7:19Quando as santidades sentam no banco dos réus

por Célio Heitor Guimarães

Zé Dirceu, qual o santo padroeiro Luiz Inácio, não sabia de nada. Não mais participava do dia-a-dia do PT, afastara-se do partido e desconhecia o esquema clandestino de distribuição de recursos, denominado “mensalão”. Zé Genoino era o presidente do partido, mas não participava dos assuntos financeiros do PT nem tinha habilidade para tanto. Já Delúbio Soares, embora tesoureiro do partido, cuidou apenas de arrumar recursos para saldar as finanças do partido, através de empréstimos junto a instituições financeiras. Tudo dentro da legalidade, com alguns pequenos escorregões de caixa dois.

Quer dizer: ninguém prejudicou ninguém, ninguém corrompeu ninguém, ninguém distribuiu dinheiro a ninguém.
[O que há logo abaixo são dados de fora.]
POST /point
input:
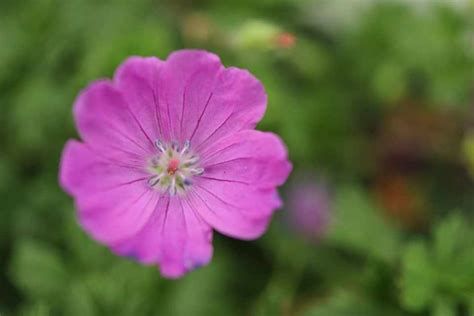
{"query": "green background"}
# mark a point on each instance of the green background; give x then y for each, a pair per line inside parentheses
(374, 98)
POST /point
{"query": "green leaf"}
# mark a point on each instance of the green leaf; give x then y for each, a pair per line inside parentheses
(447, 237)
(346, 303)
(38, 271)
(444, 307)
(418, 277)
(359, 225)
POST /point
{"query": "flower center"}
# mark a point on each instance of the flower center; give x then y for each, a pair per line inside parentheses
(173, 168)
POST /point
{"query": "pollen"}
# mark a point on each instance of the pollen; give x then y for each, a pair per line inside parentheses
(173, 167)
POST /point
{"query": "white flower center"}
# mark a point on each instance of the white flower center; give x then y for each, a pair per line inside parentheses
(173, 168)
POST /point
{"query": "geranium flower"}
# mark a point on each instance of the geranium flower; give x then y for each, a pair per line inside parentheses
(169, 153)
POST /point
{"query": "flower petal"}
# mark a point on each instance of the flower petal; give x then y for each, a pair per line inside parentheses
(84, 171)
(203, 101)
(113, 199)
(238, 102)
(249, 157)
(105, 121)
(188, 79)
(176, 238)
(234, 210)
(137, 80)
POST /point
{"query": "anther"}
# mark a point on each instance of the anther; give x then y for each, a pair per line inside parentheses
(197, 171)
(160, 146)
(153, 181)
(174, 145)
(186, 146)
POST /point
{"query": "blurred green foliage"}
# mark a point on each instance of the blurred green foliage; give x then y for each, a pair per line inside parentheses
(376, 97)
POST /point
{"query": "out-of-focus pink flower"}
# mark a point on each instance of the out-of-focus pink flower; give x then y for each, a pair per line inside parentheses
(169, 153)
(309, 207)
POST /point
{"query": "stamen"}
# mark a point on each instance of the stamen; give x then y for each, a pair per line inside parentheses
(173, 168)
(186, 146)
(192, 160)
(160, 146)
(174, 145)
(153, 181)
(197, 171)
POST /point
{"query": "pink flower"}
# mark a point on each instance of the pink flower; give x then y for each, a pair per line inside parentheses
(170, 153)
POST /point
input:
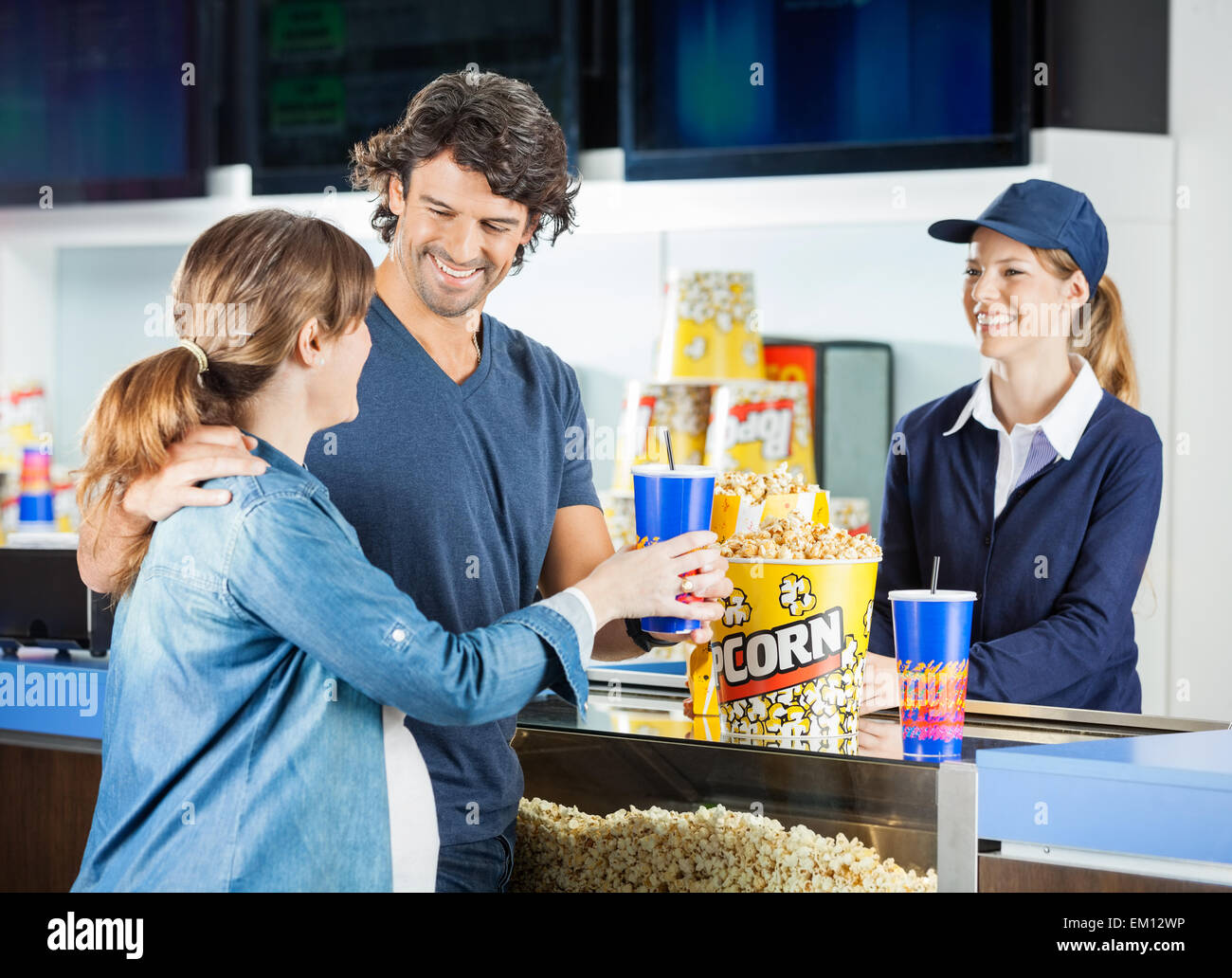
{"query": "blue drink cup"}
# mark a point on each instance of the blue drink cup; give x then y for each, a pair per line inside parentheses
(668, 502)
(932, 642)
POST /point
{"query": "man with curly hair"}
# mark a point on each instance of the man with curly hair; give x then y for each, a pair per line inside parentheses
(456, 473)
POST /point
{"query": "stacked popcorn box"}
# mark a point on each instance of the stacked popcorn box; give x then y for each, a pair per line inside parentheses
(711, 393)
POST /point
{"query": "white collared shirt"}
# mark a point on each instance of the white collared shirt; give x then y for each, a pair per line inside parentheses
(1062, 426)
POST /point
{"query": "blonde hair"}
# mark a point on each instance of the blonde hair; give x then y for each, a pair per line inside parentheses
(278, 270)
(1108, 344)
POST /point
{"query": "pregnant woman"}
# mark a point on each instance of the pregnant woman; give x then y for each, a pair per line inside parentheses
(262, 666)
(1038, 485)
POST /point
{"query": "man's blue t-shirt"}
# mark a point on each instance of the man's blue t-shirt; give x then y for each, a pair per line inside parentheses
(454, 489)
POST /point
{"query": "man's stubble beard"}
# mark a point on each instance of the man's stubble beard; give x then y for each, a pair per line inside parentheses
(413, 275)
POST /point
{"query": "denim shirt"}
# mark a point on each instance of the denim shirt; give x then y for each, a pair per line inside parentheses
(245, 740)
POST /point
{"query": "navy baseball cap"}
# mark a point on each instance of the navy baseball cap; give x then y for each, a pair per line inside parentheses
(1040, 213)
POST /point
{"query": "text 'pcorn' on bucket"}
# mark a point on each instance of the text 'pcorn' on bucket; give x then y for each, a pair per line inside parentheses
(788, 650)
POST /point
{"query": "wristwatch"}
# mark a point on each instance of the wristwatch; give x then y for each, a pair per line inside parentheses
(644, 641)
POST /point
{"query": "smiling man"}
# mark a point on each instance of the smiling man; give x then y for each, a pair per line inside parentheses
(455, 475)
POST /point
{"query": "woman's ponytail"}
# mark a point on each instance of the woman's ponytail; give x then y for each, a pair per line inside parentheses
(146, 408)
(1103, 340)
(246, 287)
(1108, 345)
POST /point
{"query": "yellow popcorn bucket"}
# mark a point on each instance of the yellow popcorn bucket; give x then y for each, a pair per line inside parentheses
(682, 409)
(710, 328)
(789, 648)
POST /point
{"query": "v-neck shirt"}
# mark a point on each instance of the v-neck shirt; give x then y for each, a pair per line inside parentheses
(454, 489)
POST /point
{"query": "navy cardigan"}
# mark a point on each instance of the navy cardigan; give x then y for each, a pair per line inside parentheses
(1056, 573)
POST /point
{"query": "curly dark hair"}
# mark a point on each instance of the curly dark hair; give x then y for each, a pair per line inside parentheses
(492, 124)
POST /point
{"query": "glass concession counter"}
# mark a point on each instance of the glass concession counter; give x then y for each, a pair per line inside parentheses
(636, 748)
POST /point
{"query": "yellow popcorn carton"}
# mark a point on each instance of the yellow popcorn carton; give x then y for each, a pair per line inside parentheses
(758, 426)
(680, 408)
(788, 652)
(710, 328)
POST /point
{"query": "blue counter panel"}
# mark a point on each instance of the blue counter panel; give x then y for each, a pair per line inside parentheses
(42, 694)
(1154, 796)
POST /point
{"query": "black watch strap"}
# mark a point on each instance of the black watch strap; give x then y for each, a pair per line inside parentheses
(643, 640)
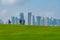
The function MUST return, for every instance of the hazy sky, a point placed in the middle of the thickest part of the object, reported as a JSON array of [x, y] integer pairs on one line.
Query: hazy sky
[[47, 8]]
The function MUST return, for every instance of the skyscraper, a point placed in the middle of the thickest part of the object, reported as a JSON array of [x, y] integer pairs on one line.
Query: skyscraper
[[13, 20], [17, 20], [33, 20], [29, 18], [22, 18], [1, 21], [38, 20]]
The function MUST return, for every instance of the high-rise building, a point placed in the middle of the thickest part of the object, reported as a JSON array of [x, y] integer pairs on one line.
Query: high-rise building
[[33, 20], [22, 18], [29, 18], [1, 21], [13, 20], [17, 20], [38, 20]]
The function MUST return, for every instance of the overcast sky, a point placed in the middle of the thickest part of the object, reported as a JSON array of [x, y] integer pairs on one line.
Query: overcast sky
[[47, 8]]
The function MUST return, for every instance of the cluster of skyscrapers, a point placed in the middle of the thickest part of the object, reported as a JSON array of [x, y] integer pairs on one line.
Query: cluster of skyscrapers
[[34, 20]]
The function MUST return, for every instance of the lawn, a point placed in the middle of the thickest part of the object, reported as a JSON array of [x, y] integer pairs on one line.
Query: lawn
[[28, 32]]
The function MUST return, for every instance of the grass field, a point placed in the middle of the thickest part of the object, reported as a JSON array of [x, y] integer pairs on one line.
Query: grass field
[[25, 32]]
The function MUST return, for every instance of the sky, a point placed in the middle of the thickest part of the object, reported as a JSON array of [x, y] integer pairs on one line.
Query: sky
[[45, 8]]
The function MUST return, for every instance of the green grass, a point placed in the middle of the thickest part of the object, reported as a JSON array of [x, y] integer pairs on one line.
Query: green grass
[[28, 32]]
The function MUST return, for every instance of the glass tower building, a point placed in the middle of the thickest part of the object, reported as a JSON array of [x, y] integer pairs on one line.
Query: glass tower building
[[29, 18], [22, 18], [38, 20], [13, 20], [33, 20]]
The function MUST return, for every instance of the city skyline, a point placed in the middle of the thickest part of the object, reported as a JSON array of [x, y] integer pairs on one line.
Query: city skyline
[[47, 8]]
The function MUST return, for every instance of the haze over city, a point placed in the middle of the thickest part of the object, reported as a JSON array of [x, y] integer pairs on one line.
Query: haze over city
[[46, 8]]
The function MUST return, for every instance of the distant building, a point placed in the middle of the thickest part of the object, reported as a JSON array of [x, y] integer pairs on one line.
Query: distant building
[[1, 21], [29, 18], [38, 20], [33, 20], [13, 20], [22, 20], [16, 20], [9, 22]]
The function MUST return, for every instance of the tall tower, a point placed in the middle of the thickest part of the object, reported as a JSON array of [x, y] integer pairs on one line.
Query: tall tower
[[29, 18], [38, 20], [13, 19], [22, 20], [33, 20], [21, 16]]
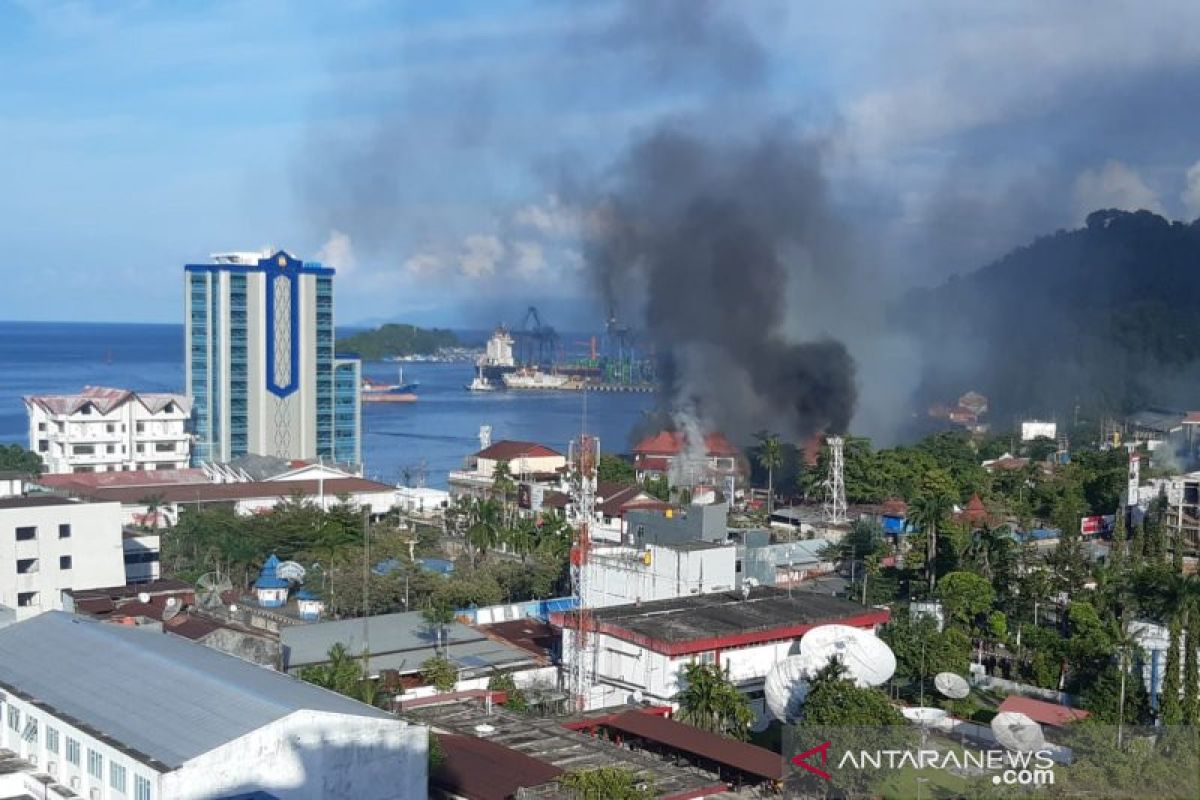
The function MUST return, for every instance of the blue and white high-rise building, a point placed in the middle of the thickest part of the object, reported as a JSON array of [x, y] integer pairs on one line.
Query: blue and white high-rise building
[[262, 371]]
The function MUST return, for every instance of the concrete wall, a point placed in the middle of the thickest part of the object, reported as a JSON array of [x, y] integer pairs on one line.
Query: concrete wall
[[94, 547], [619, 576], [312, 755]]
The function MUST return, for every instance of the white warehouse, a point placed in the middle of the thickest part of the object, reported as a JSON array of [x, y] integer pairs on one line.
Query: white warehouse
[[51, 543], [119, 713], [107, 429]]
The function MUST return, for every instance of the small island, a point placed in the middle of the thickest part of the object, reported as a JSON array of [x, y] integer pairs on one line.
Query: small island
[[399, 341]]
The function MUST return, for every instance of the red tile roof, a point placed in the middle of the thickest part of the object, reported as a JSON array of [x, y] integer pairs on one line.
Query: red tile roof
[[671, 443], [510, 450], [479, 769], [741, 756], [1043, 713]]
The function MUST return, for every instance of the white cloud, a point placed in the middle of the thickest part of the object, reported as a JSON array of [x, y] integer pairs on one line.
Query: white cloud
[[1191, 196], [424, 264], [528, 259], [337, 252], [480, 256], [1114, 186]]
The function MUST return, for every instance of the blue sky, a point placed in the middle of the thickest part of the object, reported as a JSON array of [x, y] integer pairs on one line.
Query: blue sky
[[419, 145]]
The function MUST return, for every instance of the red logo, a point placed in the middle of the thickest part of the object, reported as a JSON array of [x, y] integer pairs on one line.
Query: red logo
[[802, 759]]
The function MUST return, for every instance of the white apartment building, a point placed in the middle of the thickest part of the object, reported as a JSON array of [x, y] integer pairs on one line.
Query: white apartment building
[[124, 713], [261, 362], [105, 429], [51, 543]]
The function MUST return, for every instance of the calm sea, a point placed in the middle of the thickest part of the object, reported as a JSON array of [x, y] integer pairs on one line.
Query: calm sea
[[401, 441]]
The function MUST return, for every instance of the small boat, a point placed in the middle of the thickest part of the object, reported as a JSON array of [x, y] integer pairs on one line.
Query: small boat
[[480, 384], [375, 391]]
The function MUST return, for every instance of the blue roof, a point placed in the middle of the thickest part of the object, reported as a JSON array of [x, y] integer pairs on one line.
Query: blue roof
[[268, 577], [189, 698]]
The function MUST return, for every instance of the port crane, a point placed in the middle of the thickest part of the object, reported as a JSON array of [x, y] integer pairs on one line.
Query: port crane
[[538, 342]]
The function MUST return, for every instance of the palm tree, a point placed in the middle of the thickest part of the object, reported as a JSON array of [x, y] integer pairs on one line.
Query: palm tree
[[711, 702], [484, 525], [771, 456], [929, 511]]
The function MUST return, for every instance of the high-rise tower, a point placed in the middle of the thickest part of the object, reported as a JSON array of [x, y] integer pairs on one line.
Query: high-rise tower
[[261, 366]]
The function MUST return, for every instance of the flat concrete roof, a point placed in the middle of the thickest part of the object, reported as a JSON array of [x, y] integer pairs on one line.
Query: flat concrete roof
[[701, 623]]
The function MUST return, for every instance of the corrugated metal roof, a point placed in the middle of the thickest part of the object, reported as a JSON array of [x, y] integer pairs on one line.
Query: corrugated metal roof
[[163, 698], [397, 642]]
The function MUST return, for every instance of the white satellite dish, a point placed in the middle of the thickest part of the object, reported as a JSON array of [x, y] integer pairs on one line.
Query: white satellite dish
[[924, 715], [867, 659], [786, 687], [951, 685], [1018, 732]]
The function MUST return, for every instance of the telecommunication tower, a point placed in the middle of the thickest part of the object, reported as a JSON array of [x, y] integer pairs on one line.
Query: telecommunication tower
[[835, 485], [585, 455]]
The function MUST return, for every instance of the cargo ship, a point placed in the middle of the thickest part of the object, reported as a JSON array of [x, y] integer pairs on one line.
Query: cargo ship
[[531, 378], [375, 391]]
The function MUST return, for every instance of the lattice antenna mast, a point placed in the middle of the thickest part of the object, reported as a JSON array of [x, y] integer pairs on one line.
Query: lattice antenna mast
[[835, 485], [585, 455]]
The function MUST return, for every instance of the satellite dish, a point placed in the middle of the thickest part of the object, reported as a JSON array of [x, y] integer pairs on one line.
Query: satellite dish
[[865, 657], [952, 686], [171, 609], [1018, 732], [786, 687], [291, 571], [209, 589], [924, 715]]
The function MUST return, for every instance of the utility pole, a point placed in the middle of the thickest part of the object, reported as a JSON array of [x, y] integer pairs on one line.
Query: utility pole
[[366, 591]]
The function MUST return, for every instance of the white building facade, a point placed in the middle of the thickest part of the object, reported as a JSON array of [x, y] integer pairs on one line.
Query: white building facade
[[49, 543], [106, 429], [195, 725], [261, 365]]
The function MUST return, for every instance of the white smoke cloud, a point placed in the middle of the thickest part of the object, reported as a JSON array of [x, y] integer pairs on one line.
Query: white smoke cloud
[[1114, 186], [337, 252], [1191, 196], [480, 256]]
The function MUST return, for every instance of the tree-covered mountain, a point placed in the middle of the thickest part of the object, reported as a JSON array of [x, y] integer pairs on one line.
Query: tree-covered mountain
[[393, 340], [1103, 319]]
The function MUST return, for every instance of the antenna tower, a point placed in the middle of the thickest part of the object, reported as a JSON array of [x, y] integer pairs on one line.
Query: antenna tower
[[835, 485], [585, 455]]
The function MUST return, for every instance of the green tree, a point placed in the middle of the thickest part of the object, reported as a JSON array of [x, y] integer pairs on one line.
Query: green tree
[[441, 673], [965, 596], [15, 458], [769, 456], [1170, 705], [615, 469], [711, 702], [609, 783]]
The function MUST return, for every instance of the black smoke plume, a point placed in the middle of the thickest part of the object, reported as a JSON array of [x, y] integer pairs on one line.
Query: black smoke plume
[[707, 242]]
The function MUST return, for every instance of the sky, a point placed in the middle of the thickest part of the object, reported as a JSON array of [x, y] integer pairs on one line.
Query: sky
[[427, 150]]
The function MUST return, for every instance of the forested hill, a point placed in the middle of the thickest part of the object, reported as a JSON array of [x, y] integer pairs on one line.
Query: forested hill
[[393, 340], [1105, 318]]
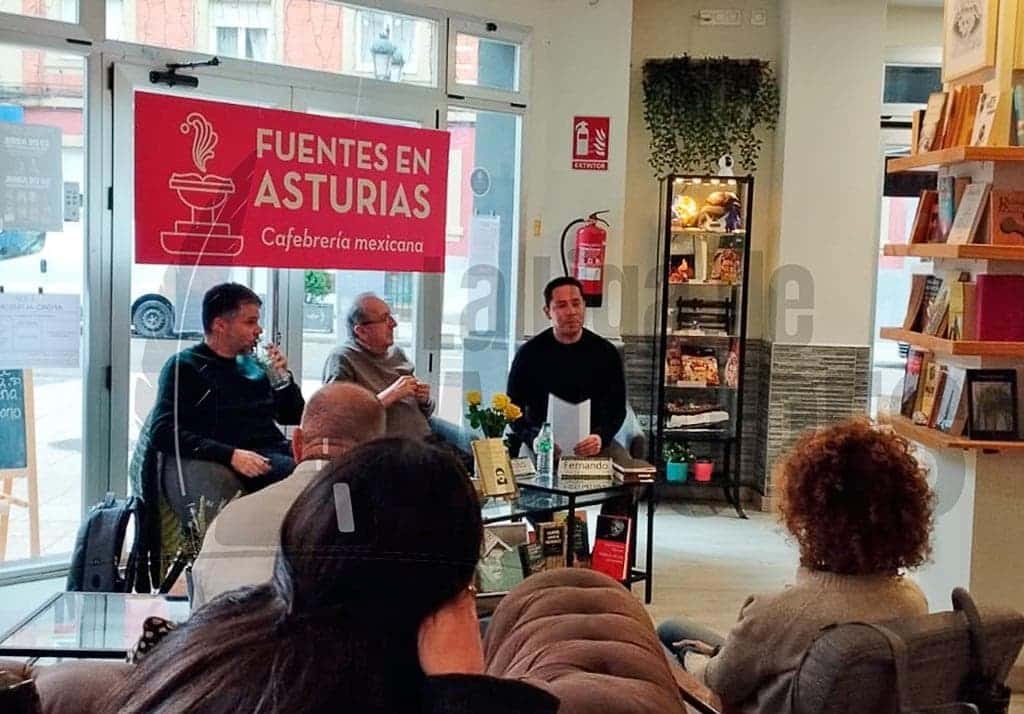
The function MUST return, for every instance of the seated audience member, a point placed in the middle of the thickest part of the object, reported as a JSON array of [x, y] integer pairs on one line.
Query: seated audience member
[[859, 507], [215, 403], [371, 359], [242, 542], [573, 364], [370, 611]]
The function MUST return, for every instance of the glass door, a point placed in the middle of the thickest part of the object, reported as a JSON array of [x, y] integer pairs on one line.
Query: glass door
[[481, 254], [157, 308], [322, 299], [42, 268]]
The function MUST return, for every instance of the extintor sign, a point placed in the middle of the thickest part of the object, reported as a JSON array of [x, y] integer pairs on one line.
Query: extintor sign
[[590, 143]]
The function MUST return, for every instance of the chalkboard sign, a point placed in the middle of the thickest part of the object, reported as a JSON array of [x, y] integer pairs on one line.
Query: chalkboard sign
[[13, 449]]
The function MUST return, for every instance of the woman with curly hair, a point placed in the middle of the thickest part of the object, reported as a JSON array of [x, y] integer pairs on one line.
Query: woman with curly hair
[[859, 507]]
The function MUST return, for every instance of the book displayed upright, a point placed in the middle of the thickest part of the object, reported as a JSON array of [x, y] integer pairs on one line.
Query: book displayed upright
[[611, 546], [1006, 217], [969, 214]]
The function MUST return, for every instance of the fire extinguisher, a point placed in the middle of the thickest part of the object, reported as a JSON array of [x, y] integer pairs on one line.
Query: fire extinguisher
[[588, 264]]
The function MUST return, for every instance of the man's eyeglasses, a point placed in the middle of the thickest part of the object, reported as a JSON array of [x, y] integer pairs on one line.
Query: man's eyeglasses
[[387, 318]]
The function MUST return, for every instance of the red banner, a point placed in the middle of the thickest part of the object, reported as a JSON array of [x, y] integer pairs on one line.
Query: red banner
[[227, 184]]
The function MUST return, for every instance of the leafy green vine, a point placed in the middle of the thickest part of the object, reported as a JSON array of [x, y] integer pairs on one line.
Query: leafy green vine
[[697, 110]]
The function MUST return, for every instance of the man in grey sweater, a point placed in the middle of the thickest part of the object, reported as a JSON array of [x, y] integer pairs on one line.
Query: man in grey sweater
[[371, 359]]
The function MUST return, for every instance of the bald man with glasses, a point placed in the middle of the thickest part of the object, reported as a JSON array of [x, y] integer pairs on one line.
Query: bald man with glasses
[[371, 359]]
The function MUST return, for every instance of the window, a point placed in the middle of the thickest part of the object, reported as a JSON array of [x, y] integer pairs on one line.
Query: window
[[242, 30], [248, 43]]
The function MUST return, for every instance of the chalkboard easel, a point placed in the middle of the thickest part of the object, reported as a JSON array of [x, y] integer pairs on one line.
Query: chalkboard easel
[[17, 454]]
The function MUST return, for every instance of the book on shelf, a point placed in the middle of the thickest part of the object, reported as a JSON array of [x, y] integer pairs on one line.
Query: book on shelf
[[629, 469], [951, 417], [938, 312], [1006, 217], [961, 322], [931, 124], [916, 360], [581, 537], [947, 206], [500, 568], [923, 220], [969, 214], [915, 301], [1018, 123], [916, 121], [930, 389], [531, 557], [985, 118], [611, 546], [999, 309], [551, 536]]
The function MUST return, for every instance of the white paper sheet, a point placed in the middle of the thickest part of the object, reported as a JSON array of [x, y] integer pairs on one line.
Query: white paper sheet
[[569, 422], [39, 330]]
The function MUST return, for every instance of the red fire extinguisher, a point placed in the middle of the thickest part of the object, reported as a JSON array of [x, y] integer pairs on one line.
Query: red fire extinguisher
[[588, 263]]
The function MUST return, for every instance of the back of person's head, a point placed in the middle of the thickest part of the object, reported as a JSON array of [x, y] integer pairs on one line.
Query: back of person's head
[[856, 500], [224, 300], [386, 536], [560, 282], [341, 415]]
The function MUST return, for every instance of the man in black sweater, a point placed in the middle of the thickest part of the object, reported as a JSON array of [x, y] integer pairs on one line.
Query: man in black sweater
[[573, 364], [215, 402]]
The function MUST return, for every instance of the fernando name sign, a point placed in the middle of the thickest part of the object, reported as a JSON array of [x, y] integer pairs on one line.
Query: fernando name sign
[[226, 184]]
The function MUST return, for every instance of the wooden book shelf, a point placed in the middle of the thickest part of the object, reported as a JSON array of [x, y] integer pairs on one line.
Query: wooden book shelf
[[930, 161], [972, 251], [938, 439], [953, 347]]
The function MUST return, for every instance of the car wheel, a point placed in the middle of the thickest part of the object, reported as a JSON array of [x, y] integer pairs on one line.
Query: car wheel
[[153, 319]]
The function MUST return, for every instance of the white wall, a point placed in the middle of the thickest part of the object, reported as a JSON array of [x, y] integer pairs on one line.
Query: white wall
[[829, 169], [666, 29], [581, 55]]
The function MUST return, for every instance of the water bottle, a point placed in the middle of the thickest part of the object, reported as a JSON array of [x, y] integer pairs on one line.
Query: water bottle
[[544, 449]]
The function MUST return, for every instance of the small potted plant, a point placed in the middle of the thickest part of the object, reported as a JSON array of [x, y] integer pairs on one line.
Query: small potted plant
[[704, 469], [677, 458]]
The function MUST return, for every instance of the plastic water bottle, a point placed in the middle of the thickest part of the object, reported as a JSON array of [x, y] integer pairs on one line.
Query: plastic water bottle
[[544, 449]]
Por isso, segundo o preclaro defensor de José Dirceu, ex-chefe da Casa Civil e ex-todo poderoso do governo Lula, ele é um injustiçado, cujo pedido de condenação “é o mais atrevido e escandaloso ataque à Constituição Federal”. Até porque, de acordo com o ínclito advogado de José Genoíno, a preocupação do zeloso dirigente partidário era apenas aparar as arestas e as divergências entre os aliados. Além do que, “a prova é pífia, esgarçada, rala e não se presta à condenação dos réus”, como sentencia o digno patrono do tesoureiro Delúbio. É certo que Delúbio errou, ao utilizar-se de caixa dois – aquiesceu o respeitado causídico –, mas fez ver que se trata de um ilícito ilicitinho. Avisa que “Delúbio não se furta a responder pelo que fez”. Mas, faz questão de asseverar: “Agora, ele não corrompeu ninguém!”. Sei.

Com o que concordou, de pronto, o perspicaz defensor do publicitário Marcos Valério: “Não houve o uso de dinheiro público nas operações. Os empréstimos foram regulares por conta de contratos de publicidade”.

Ou seja: Lula foi um precipitado irracional ao descer do trono, logo que o escândalo estourou, e pedir desculpas à nação, em nome do governo e do PT.

E quem deveria estar sentado no banco dos réus é o roliço procurador-geral da República, Roberto Gurgel, que foi comparado, da tribuna do STF, pelo magnífico dr. Márcio Thomaz Bastos – “God”, segundo os colegas –, ao famigerado Osama Bin-Laden. O ex-ministro da Justiça de Lula quando o “mensalão” veio à luz, subiu à tribuna do STF para defender o banqueiro José Roberto Salgado e, do alto de sua (dele) sapiência, não fez por menos: “A denúncia do mensalão foi um ato terrorista”. Cadeia para o dr. Gurgel!

Pois é, curiosas são as estratégias de defesa dos homens de beca. Sei, de ver de perto, como isso funciona. Durante cerca de vinte anos, fui advogado com alguma militância. Quando perdi, de vez, a paciência com as sumidades de toga que nos julgam e com a estratégia de muitos bacharéis, encerrei o expediente, recolhi os meus trecos e tarecos, pedi desculpas aos colegas pelo meu jeito de ser e pelos meus excessos e fui para casa aproveitar os netos antes que eles crescessem de vez. Tinha uma tese explosiva, difícil de ser assimilada pela classe: todo mundo tem, sim, direito à defesa, mas nem por isso eu era obrigado a defender bandidos. Eles que procurassem os seus semelhantes. Até porque, na minha opinião capenga, advogado sério e decente, que ama de verdade a profissão e faz dela uma missão, quando defende bandido e/ou achacador do dinheiro público, muito mais do que patrono, se torna cúmplice.